The Orange County Board of Supervisors unanimously approved a resolution urging President Joe Biden to extend extra support toward Afghan refugees seeking to flee the Taliban’s violent regime.
“This is our commitment as a country to that fight that we have always espoused, which is the fight for democracy, for basic human dignity, for human rights, and opportunity and justice for all,” Chairman Andrew Do said at the Aug. 24 meeting.
“We don’t have to surmise; we don’t have to imagine we have seen things that have happened under these totalitarian regimes. We have seen the Uyghurs being incarcerated en masse in China. We have seen genocides played out over and over, whether they’re communists or there’s some kind of totalitarian under whatever philosophy ... the damage they’ve done to their people.”
Do, along with Vice Chair Doug Chaffee, created a three-step plan in an attempt to convey to Biden and Congress the need to support and increase the capacity for refugees that can enter the United States to include an extra 100,000. The current capacity set by Biden on May 3 is 62,500.
The supervisors also called on the U.S. Department of Homeland Security to expedite the process for immigration applications and grant immigration parole status to refugees arriving from Afghanistan.
The final step of the plan is to provide housing centers around the country formed through partnerships with organizations to support refugees.
Do reflected on his experience during the Vietnam War and the support brought to refugees by the United States, requesting that the same support be extended to Afghans.
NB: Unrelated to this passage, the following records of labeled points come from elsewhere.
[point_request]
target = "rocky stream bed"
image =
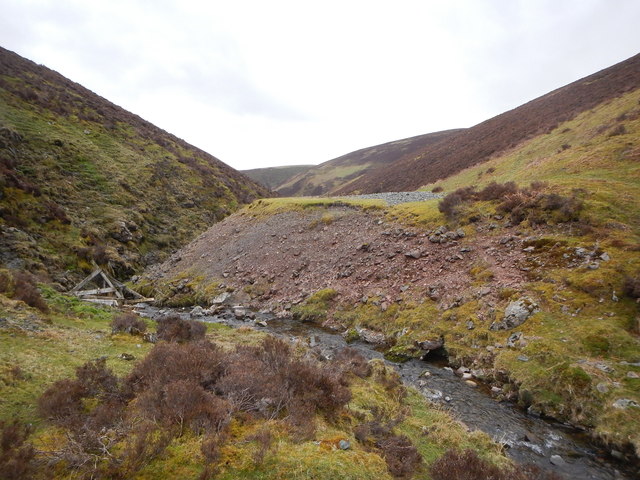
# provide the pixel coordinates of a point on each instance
(526, 438)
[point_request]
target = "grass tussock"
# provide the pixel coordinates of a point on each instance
(520, 204)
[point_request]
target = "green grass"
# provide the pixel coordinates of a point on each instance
(101, 176)
(75, 332)
(271, 206)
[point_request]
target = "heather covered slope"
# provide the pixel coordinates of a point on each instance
(84, 180)
(273, 177)
(488, 139)
(339, 173)
(565, 249)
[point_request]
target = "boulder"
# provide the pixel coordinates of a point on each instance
(516, 313)
(369, 336)
(429, 345)
(220, 299)
(623, 403)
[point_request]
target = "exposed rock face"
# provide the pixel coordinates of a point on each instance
(516, 314)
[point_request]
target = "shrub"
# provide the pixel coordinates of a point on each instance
(16, 455)
(172, 328)
(618, 130)
(632, 286)
(350, 360)
(5, 282)
(97, 379)
(25, 290)
(467, 465)
(263, 439)
(185, 403)
(201, 361)
(128, 323)
(61, 403)
(496, 191)
(401, 456)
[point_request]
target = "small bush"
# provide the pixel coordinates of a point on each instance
(263, 439)
(16, 455)
(632, 286)
(467, 465)
(350, 360)
(618, 130)
(128, 323)
(401, 456)
(185, 403)
(449, 204)
(5, 282)
(496, 191)
(25, 290)
(97, 380)
(61, 403)
(200, 361)
(172, 328)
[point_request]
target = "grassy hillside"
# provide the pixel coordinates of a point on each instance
(273, 177)
(567, 244)
(105, 404)
(340, 172)
(499, 134)
(83, 180)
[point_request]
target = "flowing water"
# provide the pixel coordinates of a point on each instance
(526, 438)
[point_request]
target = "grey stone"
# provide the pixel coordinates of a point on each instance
(581, 252)
(220, 299)
(513, 338)
(369, 336)
(516, 314)
(430, 344)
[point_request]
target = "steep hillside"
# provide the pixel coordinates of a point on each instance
(84, 180)
(273, 177)
(527, 272)
(506, 131)
(339, 173)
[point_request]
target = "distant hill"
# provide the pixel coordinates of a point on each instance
(438, 160)
(273, 177)
(334, 175)
(83, 180)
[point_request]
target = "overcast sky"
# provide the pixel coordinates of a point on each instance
(266, 83)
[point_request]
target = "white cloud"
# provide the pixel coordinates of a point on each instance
(269, 83)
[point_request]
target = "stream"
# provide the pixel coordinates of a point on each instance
(526, 438)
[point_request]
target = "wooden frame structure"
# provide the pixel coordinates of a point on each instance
(107, 290)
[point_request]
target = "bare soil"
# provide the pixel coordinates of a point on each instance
(284, 258)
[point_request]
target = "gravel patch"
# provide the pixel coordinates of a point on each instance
(396, 198)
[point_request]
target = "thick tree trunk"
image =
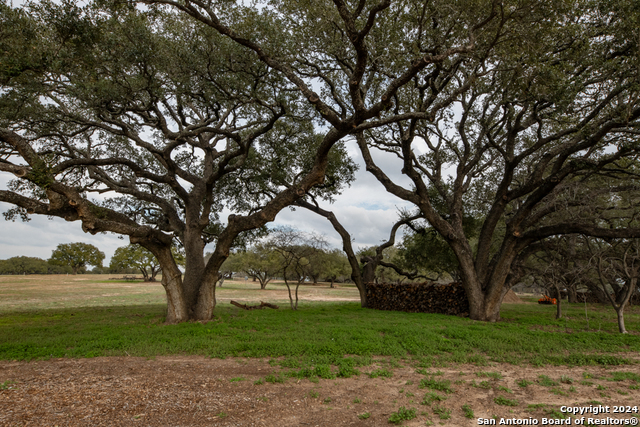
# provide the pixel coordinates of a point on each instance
(558, 302)
(621, 327)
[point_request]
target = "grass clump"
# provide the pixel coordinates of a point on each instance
(383, 372)
(545, 381)
(433, 384)
(501, 400)
(622, 376)
(468, 412)
(524, 383)
(493, 375)
(273, 378)
(442, 412)
(403, 414)
(431, 397)
(8, 385)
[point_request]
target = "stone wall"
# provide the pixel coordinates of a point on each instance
(419, 298)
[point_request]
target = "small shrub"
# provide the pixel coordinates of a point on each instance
(403, 414)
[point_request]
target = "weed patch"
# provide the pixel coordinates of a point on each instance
(403, 414)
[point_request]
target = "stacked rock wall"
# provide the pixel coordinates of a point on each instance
(419, 298)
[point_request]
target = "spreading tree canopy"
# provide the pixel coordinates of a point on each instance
(169, 113)
(76, 256)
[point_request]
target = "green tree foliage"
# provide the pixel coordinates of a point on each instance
(169, 120)
(76, 256)
(135, 257)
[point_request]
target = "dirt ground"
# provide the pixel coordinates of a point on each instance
(197, 391)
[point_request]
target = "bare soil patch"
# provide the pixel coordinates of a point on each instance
(197, 391)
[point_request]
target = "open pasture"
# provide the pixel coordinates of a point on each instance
(80, 350)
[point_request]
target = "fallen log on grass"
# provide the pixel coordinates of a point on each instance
(254, 307)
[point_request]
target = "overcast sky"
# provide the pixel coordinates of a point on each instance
(365, 209)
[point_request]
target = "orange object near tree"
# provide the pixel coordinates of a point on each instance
(546, 300)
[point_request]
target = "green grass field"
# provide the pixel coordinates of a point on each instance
(89, 318)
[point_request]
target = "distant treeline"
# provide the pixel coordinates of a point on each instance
(33, 265)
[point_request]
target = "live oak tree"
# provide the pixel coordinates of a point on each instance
(510, 99)
(538, 111)
(184, 117)
(617, 263)
(139, 258)
(76, 256)
(148, 124)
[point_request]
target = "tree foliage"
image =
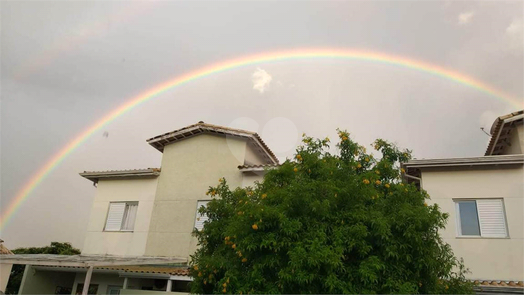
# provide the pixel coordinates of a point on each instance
(17, 271)
(326, 222)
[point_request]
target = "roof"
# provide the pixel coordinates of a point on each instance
(500, 131)
(143, 269)
(86, 260)
(262, 167)
(160, 141)
(468, 162)
(94, 176)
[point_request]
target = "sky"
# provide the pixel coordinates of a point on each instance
(65, 64)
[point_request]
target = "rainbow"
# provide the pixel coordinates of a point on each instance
(216, 68)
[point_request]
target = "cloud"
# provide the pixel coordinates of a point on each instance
(465, 17)
(261, 80)
(514, 34)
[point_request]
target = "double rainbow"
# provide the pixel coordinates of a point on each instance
(349, 54)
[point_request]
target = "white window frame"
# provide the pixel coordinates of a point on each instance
(481, 236)
(197, 215)
(124, 216)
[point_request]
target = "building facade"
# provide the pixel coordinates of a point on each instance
(152, 212)
(484, 197)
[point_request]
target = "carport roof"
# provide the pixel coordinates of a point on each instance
(87, 260)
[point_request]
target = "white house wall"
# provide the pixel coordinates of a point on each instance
(516, 141)
(133, 243)
(487, 258)
(189, 167)
(103, 280)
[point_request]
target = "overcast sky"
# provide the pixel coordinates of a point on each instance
(66, 64)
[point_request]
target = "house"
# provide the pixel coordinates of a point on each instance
(484, 197)
(139, 235)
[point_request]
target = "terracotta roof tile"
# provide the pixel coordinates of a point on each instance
(161, 140)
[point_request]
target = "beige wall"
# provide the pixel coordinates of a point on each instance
(487, 258)
(516, 141)
(249, 178)
(103, 280)
(189, 167)
(44, 282)
(253, 157)
(120, 243)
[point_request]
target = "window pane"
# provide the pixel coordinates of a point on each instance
(200, 219)
(469, 222)
(130, 216)
(115, 216)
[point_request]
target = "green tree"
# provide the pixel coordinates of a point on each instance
(326, 222)
(17, 272)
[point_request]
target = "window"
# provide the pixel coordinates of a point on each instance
(200, 219)
(481, 218)
(121, 216)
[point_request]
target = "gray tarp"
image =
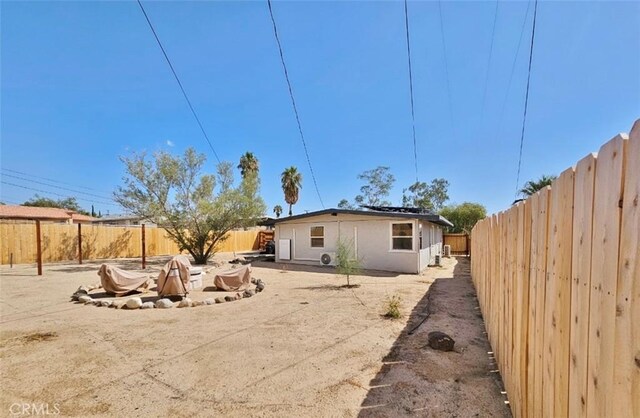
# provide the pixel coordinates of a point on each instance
(120, 282)
(173, 279)
(232, 280)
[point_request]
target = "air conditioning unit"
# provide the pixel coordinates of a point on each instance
(328, 259)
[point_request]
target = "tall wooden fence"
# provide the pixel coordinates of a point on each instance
(558, 281)
(60, 242)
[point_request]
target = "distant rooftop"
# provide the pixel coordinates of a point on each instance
(44, 214)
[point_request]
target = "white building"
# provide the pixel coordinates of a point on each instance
(382, 240)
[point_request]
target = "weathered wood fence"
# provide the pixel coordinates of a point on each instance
(60, 242)
(558, 282)
(459, 243)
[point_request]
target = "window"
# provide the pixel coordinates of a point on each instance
(317, 237)
(402, 236)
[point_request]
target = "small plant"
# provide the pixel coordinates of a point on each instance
(392, 307)
(346, 262)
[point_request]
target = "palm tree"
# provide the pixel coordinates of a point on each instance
(531, 187)
(291, 185)
(249, 164)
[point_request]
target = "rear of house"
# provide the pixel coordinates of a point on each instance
(381, 240)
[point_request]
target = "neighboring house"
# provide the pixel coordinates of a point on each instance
(401, 240)
(43, 214)
(123, 220)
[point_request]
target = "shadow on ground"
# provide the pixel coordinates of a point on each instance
(417, 380)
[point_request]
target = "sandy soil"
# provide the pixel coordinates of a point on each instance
(303, 347)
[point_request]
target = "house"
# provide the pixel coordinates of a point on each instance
(34, 213)
(123, 220)
(401, 240)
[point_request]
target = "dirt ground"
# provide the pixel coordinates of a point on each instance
(303, 347)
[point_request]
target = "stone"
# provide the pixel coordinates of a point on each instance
(134, 303)
(164, 304)
(85, 299)
(118, 304)
(185, 303)
(440, 341)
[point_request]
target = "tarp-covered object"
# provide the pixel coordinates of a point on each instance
(120, 282)
(173, 279)
(232, 280)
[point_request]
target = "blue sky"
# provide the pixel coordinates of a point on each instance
(84, 83)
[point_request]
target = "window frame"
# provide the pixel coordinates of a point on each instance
(391, 237)
(311, 237)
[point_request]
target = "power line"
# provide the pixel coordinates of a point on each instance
(184, 93)
(486, 81)
(513, 68)
(54, 186)
(293, 100)
(413, 117)
(526, 97)
(48, 179)
(446, 66)
(54, 194)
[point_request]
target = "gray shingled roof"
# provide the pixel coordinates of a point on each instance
(436, 219)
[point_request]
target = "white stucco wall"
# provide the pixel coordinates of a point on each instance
(371, 237)
(431, 243)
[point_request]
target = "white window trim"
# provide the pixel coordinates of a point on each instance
(323, 236)
(413, 236)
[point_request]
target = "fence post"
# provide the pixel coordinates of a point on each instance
(79, 243)
(38, 248)
(144, 250)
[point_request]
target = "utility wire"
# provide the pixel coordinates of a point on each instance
(526, 97)
(48, 179)
(54, 186)
(184, 93)
(55, 194)
(413, 117)
(513, 68)
(486, 81)
(293, 100)
(446, 66)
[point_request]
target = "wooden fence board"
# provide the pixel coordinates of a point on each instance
(560, 254)
(60, 242)
(581, 285)
(604, 267)
(626, 393)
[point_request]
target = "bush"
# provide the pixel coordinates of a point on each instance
(392, 307)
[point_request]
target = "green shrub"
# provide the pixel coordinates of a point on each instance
(392, 307)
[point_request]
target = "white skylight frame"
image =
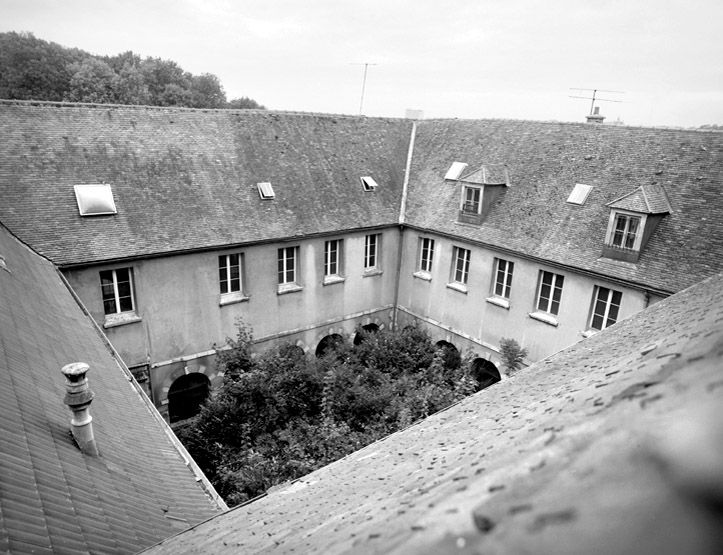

“The process that we went through to process the Vietnamese refugees should be used here, which is the refugees can be flown into the U.S. under this immigration parole status, be housed in processing centers ... I would say around the country, and then once they have been screened and cleared,” Do said. “Then third, the federal government to establish partnerships with private organizations and nonprofit entities to support refugee settlement in communities across the U.S.”
Chaffee joined Do in support voicing to his colleagues the importance of adopting the emergency resolution.
“The reason why we must act now is [due to the] danger the people in Afghanistan [are facing]. ... The Taliban has said that they will cut things off at the end of this month,” Chaffee said. “Perhaps some additional time will be allowed, but there’s no guarantee. Taliban is closely allied with Al Qaeda, and we know what they did to our people on 9/11. This regime and its allies have no respect for life or liberty that does not conform. It’s important that we move forward as quickly as we can to help as many people as possible.”
Supervisor Lisa Bartlett added, “This is certainly very timely and the situation in Afghanistan is getting worse by the day. We were notified this morning that the Taliban will no longer offer Afghans to go to Kabul airport for evacuation. So now they are forced to look at other alternatives from other areas.”
While the future is uncertain, he said, Supervisor Don Wagner expressed his concern toward Afghanistan and insisted that Afghans not be stranded to face the “horrors” that await them.
Supervisor Katrina Foley stood with the women of Afghanistan as the country is foreseen to take a step back.
“The girls and the women in Afghanistan are already under attack,” Foley said. “Twenty years of work towards freedoms and the rights that we all enjoy here, without even blinking about it are being stripped away. Girls already are being forced into marriages, women who work in banks and businesses and who are educators being locked out of their employment, ... women and girls being targeted if they do not comply with the extremely restrictive, anti-woman misogynistic values of the Taliban.”
An Afghan American residing in the county stood for public comment, discussing the crisis his family is facing overseas.
Fayaz Nawani, Afghan American policy and advocacy member for the Los Angeles Council on American–Islamic Relations, said his father is an American stuck in Afghanistan.
“My family was displaced when the communist regime took over in the 1970s, and we became refugees and came to the U.S. searching for peace, searching for an opportunity to work and raise our raise our children in a safe environment,” Nawani told the board.
“My father is currently in Kabul trying to get out; he’s a US citizen. So just one of the recent conversations I had with him, he said as he was about [to go] through the checkpoint. A mother gave her daughter—an infant daughter—to him, and she said please hold my daughter because my other child is lost. I can’t find him. This is what’s happening right now at the airport. ... We would love to see that refugee camp increased by 100,000. There’s 88,000 individuals that work at the various embassies as mail clerks and different capacities. So we would love to see these individuals be offered an opportunity to come to this country as refugees. There are many unaccompanied minors also that we want to make sure that they are protected and are not victims of human trafficking during this dire time.”
According to a tweet posted by The White House, the United States has evacuated 58,700 people since Aug. 14 and relocated 63,900 people since the end of July.
“What we do today, and hopefully it will percolate up to the federal government, will spur us as a nation to move quickly,” Do said.